Title: A comprehensive porcine blood transcriptome

Author
item LIU, HAIBO - Iowa State University
item Smith, Timothy - Tim
item Nonneman, Danny - Dan
item DEKKERS, JACK - Iowa State University
item TUGGLE, CHRISTOPHER - Iowa State University

Submitted to: International Society for Animal Genetics (ISAG)
Publication Type: Abstract Only
Publication Acceptance Date: 3/15/2016
Publication Date: 7/23/2016
Citation: Liu, H., Smith, T.P.L., Nonneman, D.J., Dekkers, J.C.M., Tuggle, C.K. 2016. A comprehensive porcine blood transcriptome [abstract]. In: Proceedings of 35th International Society for Animal Genetics (ISAG) Conference, 23-17 July 2016, Salt Lake City, UT. pg. 69. P3033. Available: https://www.isag.us/docs/Proceedings/ISAG_Proceedings_2016.pdf

Interpretive Summary:

Technical Abstract: Blood sample analyses are extensively used in high throughput assays in biomedicine, as well as animal genetics and physiology research. However, the draft quality of the current pig genome (Sscrofa 10.2) is insufficient for accurate interpretation of many of these assays because of incomplete gene and transcript isoform annotations.
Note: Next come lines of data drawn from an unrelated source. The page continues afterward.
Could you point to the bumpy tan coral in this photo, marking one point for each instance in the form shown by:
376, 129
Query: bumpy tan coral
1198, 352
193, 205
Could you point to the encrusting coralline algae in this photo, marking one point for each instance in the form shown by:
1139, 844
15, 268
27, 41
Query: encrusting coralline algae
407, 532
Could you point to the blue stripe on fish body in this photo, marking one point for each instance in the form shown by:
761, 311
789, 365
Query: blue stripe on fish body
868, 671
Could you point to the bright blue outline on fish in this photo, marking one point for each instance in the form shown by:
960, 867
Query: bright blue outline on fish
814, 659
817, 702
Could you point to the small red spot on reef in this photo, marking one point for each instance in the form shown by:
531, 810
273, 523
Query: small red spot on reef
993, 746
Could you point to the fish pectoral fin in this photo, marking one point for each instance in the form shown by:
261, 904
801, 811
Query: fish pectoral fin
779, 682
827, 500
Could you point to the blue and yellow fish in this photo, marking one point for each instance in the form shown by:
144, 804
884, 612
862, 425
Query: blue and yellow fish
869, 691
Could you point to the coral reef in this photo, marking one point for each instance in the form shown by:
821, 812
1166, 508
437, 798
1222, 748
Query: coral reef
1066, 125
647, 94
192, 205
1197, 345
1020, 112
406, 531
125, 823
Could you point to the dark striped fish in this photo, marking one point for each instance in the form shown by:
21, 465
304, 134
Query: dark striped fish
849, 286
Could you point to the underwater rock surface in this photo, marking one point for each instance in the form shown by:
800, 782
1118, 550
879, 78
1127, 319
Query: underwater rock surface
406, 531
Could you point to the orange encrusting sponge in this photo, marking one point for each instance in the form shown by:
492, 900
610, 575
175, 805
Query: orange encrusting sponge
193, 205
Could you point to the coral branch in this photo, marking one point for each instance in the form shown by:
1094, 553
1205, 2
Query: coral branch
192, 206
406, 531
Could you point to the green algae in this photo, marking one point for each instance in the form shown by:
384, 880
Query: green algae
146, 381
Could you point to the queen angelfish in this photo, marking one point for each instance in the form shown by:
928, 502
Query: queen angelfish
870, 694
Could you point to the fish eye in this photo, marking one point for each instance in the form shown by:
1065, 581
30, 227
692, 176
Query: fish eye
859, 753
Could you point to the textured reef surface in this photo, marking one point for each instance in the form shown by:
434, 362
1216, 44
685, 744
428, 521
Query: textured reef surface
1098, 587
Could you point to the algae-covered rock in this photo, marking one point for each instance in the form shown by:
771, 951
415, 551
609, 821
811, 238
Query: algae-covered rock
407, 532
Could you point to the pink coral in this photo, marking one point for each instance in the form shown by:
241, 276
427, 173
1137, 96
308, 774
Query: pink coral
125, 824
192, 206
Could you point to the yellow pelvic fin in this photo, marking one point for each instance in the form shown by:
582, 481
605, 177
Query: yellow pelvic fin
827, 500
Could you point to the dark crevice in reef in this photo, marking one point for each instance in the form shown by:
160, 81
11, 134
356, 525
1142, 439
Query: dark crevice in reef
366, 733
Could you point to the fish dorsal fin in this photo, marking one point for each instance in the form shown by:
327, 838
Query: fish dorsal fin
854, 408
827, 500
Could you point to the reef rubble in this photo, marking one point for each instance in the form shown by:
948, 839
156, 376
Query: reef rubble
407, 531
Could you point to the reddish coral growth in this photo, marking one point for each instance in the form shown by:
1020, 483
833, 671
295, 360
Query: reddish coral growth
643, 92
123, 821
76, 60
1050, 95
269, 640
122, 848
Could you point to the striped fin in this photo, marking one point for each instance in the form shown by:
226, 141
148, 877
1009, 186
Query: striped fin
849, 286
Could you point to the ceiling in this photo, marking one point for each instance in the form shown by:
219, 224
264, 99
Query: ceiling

In this study, we assembled a comprehensive blood de novo transcriptome, by using the Trinity platform on 162,285,683 pairs of paired-end and 183,116,578 single-end, clean and normalized Illumina reads (25 to 100 bases in length) from 5 independent RNA-seq studies of pig blood. This raw assembly consisted of 490,209 “putative transcripts” (PTs) from 397,560 genomic loci, and includes more than 97% of the normalized reads. To verify the porcine origin of these assembled PTs, we mapped them to a PacBio long read-based USMARC pig genome assembly (T. Smith et al., unpubl.) and to the Sscrofa 10.2 assembly. Overall, 99.4% and 94.2% of PTs could be mapped to the USMARC and Sscrofa 10.2 assemblies, respectively, with more than 97% coverage. Notably, the majority of 3,089 PTs that could not be mapped to the USMARC assembly were of bacterial, viral, or plant origin. We removed unmapped PTs that did not align to mammalian sequences in the NCBI nt database, and filtered the PTs using relaxed criteria based on minimum expression level, length, and splicing potential, producing a set of 159,146 unique PTs, 121,057 of which were putative spliced transcripts. We aligned the reduced set of PTs along with a newly available dataset of IsoSeq transcripts from pig liver, spleen and thymus (H. Liu et al. unpubl.) to the current Sscrofa 10.2 genome assembly. Visual inspection of these alignments in IGV showed that a large number of the assembled blood transcripts were structurally more complete/accurate than their counterparts in the Sscrofa 10.2 annotation. We will report further filtering, validation, and annotation of these PT, including alignment to IsoSeq-derived transcripts, as well as comparisons to the Ensembl pig transcriptome, the NCBI nucleotide database, and the SwissProt Uniprot/UniRef90 and EMBL-EBI Xfam databases to support robust prediction of the coding/non-coding potentials of novel PTs. This assembled and validated transcriptome can be used to improve pig genome annotation and enhance future high throughput studies of blood samples. Acknowledgement: USDA-NIFA-AFRI #2011-68004-30336.